A hipnose, contudo, desempenhara o serviço de restituir à
lembrança do paciente aquilo que ele havia esquecido. Era necessário encontrar
alguma outra técnica para substituí-la e a Freud ocorreu a idéia de colocar em
seu lugar o método da ‘associação livre’. Isso equivale a dizer que ele fazia
seus pacientes assumirem o compromisso de se absterem de qualquer reflexão consciente
e se abandonarem em um estado de tranqüila concentração, para seguir as idéias
que espontaneamente (involuntariamente) lhe ocorressem — ‘a escumarem a
superfície de suas consciências’. Deveriam comunicar essas idéias ao médico,
mesmo que sentissem objeções em fazê-lo; por exemplo, se os pensamentos
parecessem desagradáveis, insensatos, muito sem importância ou irrelevantes
demais. A escolha da associação livre como meio de investigar o material
inconsciente esquecido parece tão estranha que uma palavra em justificação dela
não estará fora de lugar.

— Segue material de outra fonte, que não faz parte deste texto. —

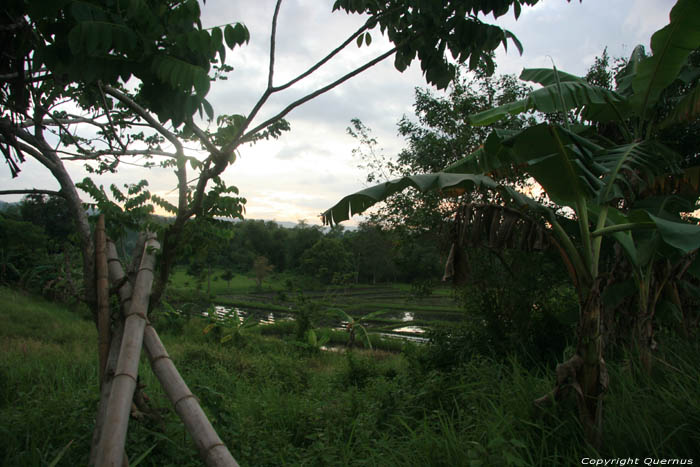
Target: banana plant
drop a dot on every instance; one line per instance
(587, 172)
(231, 325)
(357, 323)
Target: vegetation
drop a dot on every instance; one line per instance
(606, 181)
(278, 403)
(590, 181)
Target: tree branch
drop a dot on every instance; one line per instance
(116, 153)
(143, 113)
(248, 136)
(33, 191)
(325, 60)
(269, 90)
(272, 44)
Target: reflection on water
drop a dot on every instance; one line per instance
(262, 317)
(408, 332)
(410, 329)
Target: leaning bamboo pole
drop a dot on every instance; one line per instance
(212, 450)
(102, 283)
(110, 452)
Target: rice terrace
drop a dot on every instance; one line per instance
(349, 233)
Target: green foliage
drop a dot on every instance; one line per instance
(274, 403)
(327, 258)
(228, 325)
(441, 27)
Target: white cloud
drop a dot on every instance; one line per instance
(310, 168)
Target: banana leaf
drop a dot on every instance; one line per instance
(670, 47)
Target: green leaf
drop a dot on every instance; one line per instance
(554, 159)
(687, 110)
(670, 48)
(362, 200)
(684, 237)
(575, 92)
(645, 158)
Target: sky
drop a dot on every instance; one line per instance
(311, 167)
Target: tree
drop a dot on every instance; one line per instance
(327, 259)
(441, 136)
(91, 75)
(588, 173)
(261, 268)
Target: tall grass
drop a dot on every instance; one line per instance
(276, 403)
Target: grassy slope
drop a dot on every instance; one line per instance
(275, 403)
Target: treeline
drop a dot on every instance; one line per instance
(369, 254)
(39, 249)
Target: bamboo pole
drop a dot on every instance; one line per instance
(105, 390)
(110, 451)
(102, 283)
(211, 448)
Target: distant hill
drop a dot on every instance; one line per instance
(4, 206)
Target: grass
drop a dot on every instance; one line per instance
(277, 402)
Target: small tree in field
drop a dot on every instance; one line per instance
(608, 169)
(105, 84)
(261, 268)
(228, 276)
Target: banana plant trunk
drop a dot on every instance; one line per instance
(591, 376)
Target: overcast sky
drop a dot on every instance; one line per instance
(311, 167)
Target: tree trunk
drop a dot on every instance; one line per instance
(103, 321)
(111, 448)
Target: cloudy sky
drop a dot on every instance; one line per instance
(311, 167)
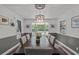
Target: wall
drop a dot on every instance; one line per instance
(67, 16)
(71, 36)
(30, 21)
(7, 30)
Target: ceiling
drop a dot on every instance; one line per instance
(29, 10)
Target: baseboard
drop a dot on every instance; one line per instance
(11, 49)
(65, 48)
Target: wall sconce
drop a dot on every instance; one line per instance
(52, 26)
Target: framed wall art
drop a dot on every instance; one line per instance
(63, 26)
(75, 22)
(4, 20)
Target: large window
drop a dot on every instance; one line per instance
(39, 27)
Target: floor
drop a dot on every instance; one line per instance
(29, 49)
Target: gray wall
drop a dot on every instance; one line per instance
(71, 42)
(7, 43)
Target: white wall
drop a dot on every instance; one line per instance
(30, 21)
(7, 30)
(67, 16)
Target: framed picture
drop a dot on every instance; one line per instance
(63, 26)
(75, 22)
(4, 20)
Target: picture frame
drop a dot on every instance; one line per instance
(63, 26)
(75, 22)
(4, 20)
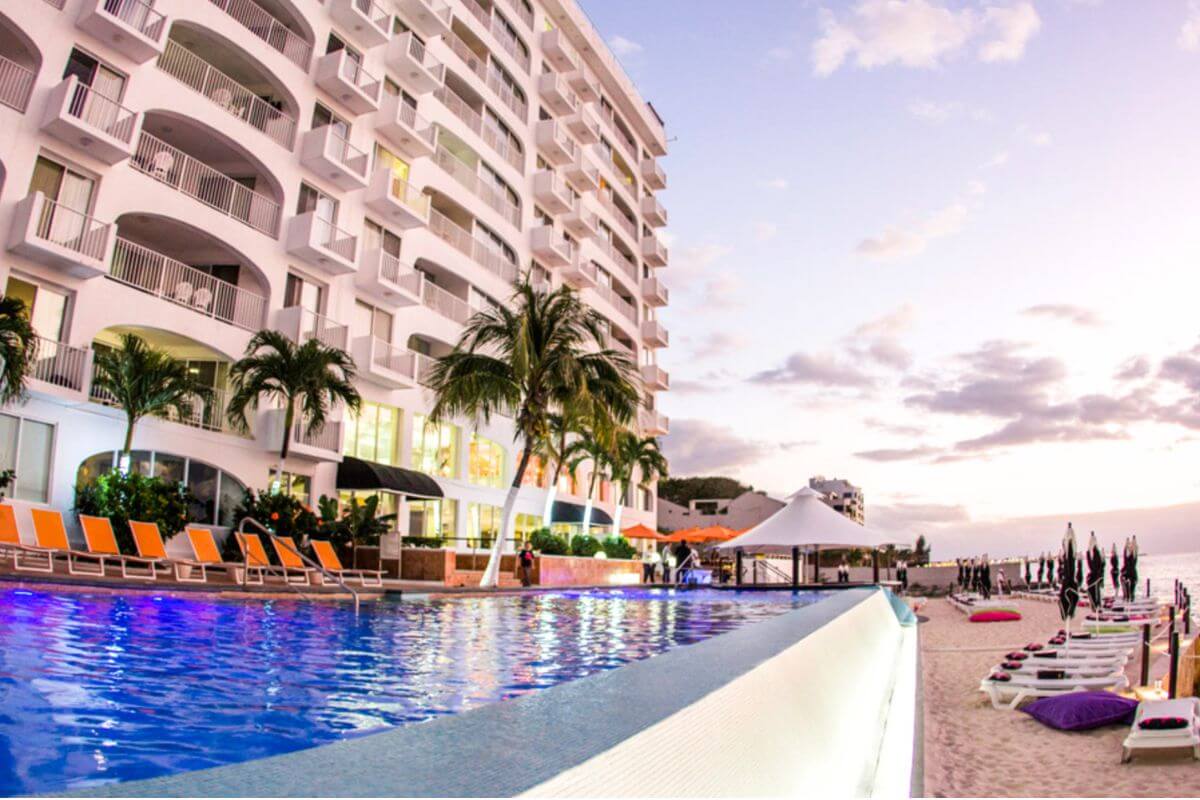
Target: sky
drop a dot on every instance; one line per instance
(946, 250)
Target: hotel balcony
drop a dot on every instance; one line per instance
(419, 72)
(556, 143)
(397, 200)
(550, 247)
(654, 212)
(654, 293)
(655, 377)
(82, 116)
(401, 125)
(653, 174)
(429, 18)
(325, 152)
(585, 124)
(556, 49)
(551, 192)
(555, 92)
(347, 80)
(653, 251)
(582, 221)
(299, 324)
(384, 364)
(388, 280)
(654, 335)
(585, 84)
(322, 244)
(581, 172)
(364, 20)
(132, 28)
(55, 235)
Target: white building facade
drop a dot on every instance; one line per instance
(365, 172)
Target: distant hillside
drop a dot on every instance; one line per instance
(685, 489)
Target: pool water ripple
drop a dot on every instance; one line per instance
(115, 687)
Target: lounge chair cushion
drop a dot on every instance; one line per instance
(1083, 710)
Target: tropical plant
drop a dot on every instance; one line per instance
(143, 380)
(18, 349)
(130, 495)
(306, 379)
(549, 543)
(522, 360)
(634, 452)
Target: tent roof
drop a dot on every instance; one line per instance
(805, 522)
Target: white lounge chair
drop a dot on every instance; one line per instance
(1011, 693)
(1189, 737)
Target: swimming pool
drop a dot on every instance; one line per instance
(113, 687)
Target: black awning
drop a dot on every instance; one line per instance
(358, 474)
(570, 512)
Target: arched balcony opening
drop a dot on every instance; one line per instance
(232, 79)
(190, 268)
(207, 166)
(19, 62)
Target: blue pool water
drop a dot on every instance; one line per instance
(113, 687)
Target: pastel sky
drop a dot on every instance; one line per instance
(947, 250)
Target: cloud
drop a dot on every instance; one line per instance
(697, 446)
(898, 241)
(622, 46)
(1075, 314)
(921, 34)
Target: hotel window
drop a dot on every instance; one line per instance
(432, 518)
(435, 447)
(27, 447)
(485, 465)
(373, 434)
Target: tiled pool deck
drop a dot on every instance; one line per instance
(505, 749)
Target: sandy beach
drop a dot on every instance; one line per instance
(973, 750)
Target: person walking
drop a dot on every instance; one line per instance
(525, 559)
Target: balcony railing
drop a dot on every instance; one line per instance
(137, 14)
(201, 76)
(60, 364)
(466, 244)
(215, 190)
(70, 229)
(186, 286)
(100, 112)
(445, 304)
(16, 84)
(265, 26)
(497, 139)
(493, 197)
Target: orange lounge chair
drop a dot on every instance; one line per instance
(11, 545)
(289, 557)
(97, 531)
(208, 555)
(329, 561)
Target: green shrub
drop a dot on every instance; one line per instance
(618, 547)
(585, 546)
(129, 495)
(547, 543)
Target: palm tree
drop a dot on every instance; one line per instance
(18, 349)
(521, 361)
(306, 379)
(635, 452)
(143, 380)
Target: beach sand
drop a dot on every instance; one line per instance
(973, 750)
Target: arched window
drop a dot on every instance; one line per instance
(217, 493)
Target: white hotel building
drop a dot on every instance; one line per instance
(366, 172)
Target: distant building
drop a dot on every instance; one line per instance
(743, 511)
(840, 495)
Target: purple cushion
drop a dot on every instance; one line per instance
(1083, 710)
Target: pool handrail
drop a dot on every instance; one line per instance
(293, 548)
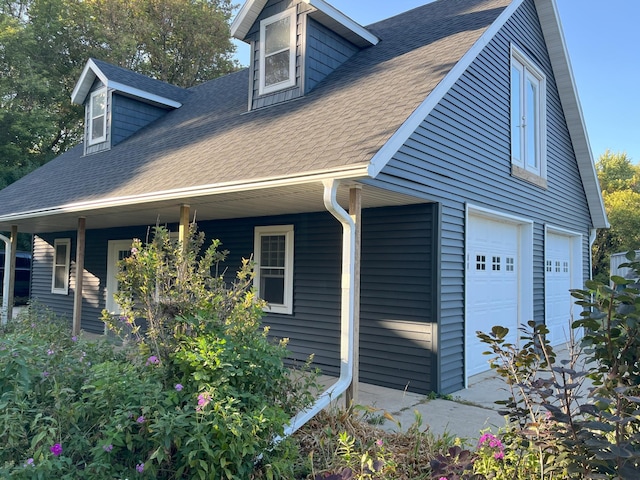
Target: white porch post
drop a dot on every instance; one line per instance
(5, 280)
(183, 229)
(355, 212)
(77, 295)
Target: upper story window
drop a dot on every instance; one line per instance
(278, 52)
(273, 251)
(528, 118)
(97, 131)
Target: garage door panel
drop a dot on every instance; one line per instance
(558, 282)
(492, 285)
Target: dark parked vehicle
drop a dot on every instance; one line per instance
(23, 274)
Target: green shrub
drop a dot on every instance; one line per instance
(200, 393)
(572, 436)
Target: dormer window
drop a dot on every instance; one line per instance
(278, 55)
(97, 131)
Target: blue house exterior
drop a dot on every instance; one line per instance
(452, 133)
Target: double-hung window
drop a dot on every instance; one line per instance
(61, 263)
(273, 251)
(278, 52)
(528, 117)
(97, 131)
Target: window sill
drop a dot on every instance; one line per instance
(527, 176)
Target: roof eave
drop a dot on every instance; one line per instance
(325, 14)
(91, 71)
(353, 172)
(561, 64)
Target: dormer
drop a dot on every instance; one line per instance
(294, 45)
(119, 102)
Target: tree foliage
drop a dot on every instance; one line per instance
(620, 182)
(44, 45)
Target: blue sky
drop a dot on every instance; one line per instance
(604, 48)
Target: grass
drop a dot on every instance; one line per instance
(401, 455)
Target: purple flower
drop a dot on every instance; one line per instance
(56, 449)
(203, 400)
(152, 360)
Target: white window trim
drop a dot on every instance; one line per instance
(103, 137)
(264, 89)
(114, 246)
(529, 70)
(287, 231)
(67, 265)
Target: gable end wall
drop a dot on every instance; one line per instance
(461, 154)
(129, 115)
(325, 51)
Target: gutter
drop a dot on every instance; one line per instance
(347, 311)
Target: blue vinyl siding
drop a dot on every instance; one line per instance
(461, 154)
(129, 115)
(325, 51)
(398, 295)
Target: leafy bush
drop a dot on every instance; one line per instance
(573, 435)
(197, 389)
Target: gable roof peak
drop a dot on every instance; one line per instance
(128, 83)
(322, 11)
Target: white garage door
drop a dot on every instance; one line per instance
(559, 269)
(492, 280)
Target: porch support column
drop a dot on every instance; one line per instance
(183, 230)
(12, 270)
(355, 212)
(77, 295)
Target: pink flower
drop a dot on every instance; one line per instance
(203, 400)
(152, 360)
(56, 449)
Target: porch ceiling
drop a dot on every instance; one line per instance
(293, 199)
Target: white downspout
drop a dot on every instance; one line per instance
(5, 280)
(592, 239)
(346, 310)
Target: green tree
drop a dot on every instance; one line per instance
(44, 45)
(620, 182)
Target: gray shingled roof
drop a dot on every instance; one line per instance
(212, 139)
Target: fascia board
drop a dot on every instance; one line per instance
(88, 76)
(349, 173)
(136, 92)
(343, 20)
(246, 17)
(399, 138)
(561, 64)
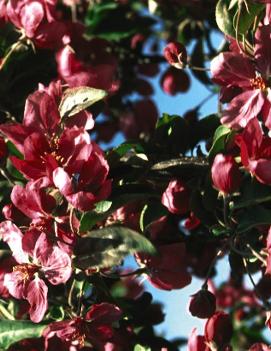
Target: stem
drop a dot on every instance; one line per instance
(219, 253)
(116, 275)
(70, 219)
(264, 301)
(257, 255)
(5, 175)
(70, 294)
(12, 49)
(6, 313)
(195, 68)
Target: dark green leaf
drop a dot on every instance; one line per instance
(197, 60)
(226, 16)
(221, 137)
(14, 331)
(150, 213)
(252, 217)
(80, 98)
(13, 150)
(107, 247)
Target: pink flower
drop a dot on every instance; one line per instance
(84, 187)
(168, 270)
(100, 74)
(218, 329)
(175, 54)
(176, 197)
(34, 254)
(249, 78)
(255, 151)
(140, 120)
(174, 81)
(197, 342)
(37, 18)
(202, 304)
(225, 174)
(95, 327)
(42, 119)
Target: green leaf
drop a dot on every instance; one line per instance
(150, 213)
(13, 150)
(197, 60)
(107, 247)
(217, 230)
(252, 217)
(252, 193)
(222, 135)
(80, 98)
(14, 331)
(141, 348)
(103, 206)
(89, 219)
(226, 16)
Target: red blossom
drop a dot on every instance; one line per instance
(95, 327)
(34, 254)
(225, 174)
(255, 151)
(168, 270)
(218, 329)
(234, 70)
(202, 304)
(176, 197)
(175, 54)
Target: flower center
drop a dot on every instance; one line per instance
(258, 83)
(27, 270)
(78, 339)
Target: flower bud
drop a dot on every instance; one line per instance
(3, 149)
(176, 197)
(225, 174)
(259, 347)
(196, 342)
(176, 55)
(202, 304)
(174, 81)
(218, 329)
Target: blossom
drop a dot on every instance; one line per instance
(95, 327)
(175, 54)
(218, 329)
(255, 151)
(245, 80)
(168, 270)
(176, 197)
(34, 255)
(174, 81)
(38, 21)
(225, 174)
(100, 74)
(202, 304)
(87, 186)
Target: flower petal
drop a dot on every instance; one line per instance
(12, 235)
(37, 297)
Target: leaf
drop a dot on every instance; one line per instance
(78, 99)
(141, 348)
(103, 206)
(252, 193)
(89, 219)
(226, 16)
(252, 217)
(107, 247)
(150, 213)
(197, 60)
(14, 331)
(222, 135)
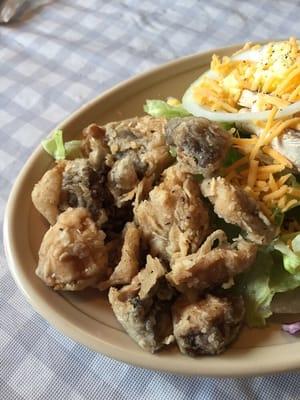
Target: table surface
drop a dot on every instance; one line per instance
(53, 59)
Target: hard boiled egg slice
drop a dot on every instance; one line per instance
(262, 65)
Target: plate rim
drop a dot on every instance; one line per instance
(73, 330)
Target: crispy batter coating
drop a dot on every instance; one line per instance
(236, 207)
(145, 317)
(207, 326)
(129, 263)
(46, 193)
(174, 221)
(72, 255)
(201, 145)
(139, 149)
(211, 266)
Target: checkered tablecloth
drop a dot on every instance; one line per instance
(53, 59)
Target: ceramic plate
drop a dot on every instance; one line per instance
(86, 317)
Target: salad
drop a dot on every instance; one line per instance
(255, 95)
(188, 217)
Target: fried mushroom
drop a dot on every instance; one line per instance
(46, 193)
(174, 220)
(211, 266)
(139, 150)
(129, 263)
(236, 207)
(72, 255)
(145, 317)
(207, 326)
(94, 146)
(201, 145)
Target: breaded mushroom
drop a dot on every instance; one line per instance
(138, 148)
(201, 145)
(211, 265)
(46, 193)
(207, 326)
(72, 255)
(236, 207)
(174, 220)
(129, 263)
(145, 317)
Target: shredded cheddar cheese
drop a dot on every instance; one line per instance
(267, 80)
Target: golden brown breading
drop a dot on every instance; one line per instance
(207, 326)
(46, 193)
(174, 221)
(72, 255)
(211, 266)
(236, 207)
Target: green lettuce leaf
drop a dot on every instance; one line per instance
(289, 246)
(59, 150)
(232, 156)
(266, 277)
(159, 108)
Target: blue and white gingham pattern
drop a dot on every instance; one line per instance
(52, 60)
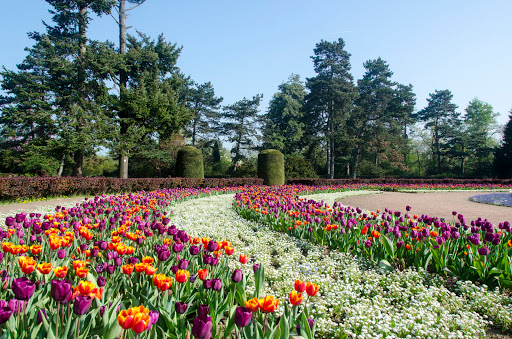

Freud foi levado a ela pela expectativa de que a
chamada associação ‘livre’ mostrasse de fato não ser livre, porquanto após
suprimidos todos os propósitos intelectuais conscientes, as idéias que
emergissem pareceriam ser determinadas pelo material inconsciente. Essa
expectativa foi justificada pela experiência. Quando a ‘regra fundamental da
psicanálise’, que acaba de ser enunciada, era obedecida, o curso da associação
livre produzia um estoque abundante de idéias que podiam nos colocar na pista
daquilo que o paciente havia esquecido. Com efeito, esse material não trazia à
tona o que realmente fora esquecido, mas trazia tão claras e numerosas alusões
a ele que, com o auxílio de certa suplementação e interpretação, o médico podia
adivinhar (ou reconstruir) o material esquecido a partir dele. Assim, a
associação livre, juntamente com a arte da interpretação, desempenhava a mesma
função que anteriormente fora realizada pelo hipnotismo.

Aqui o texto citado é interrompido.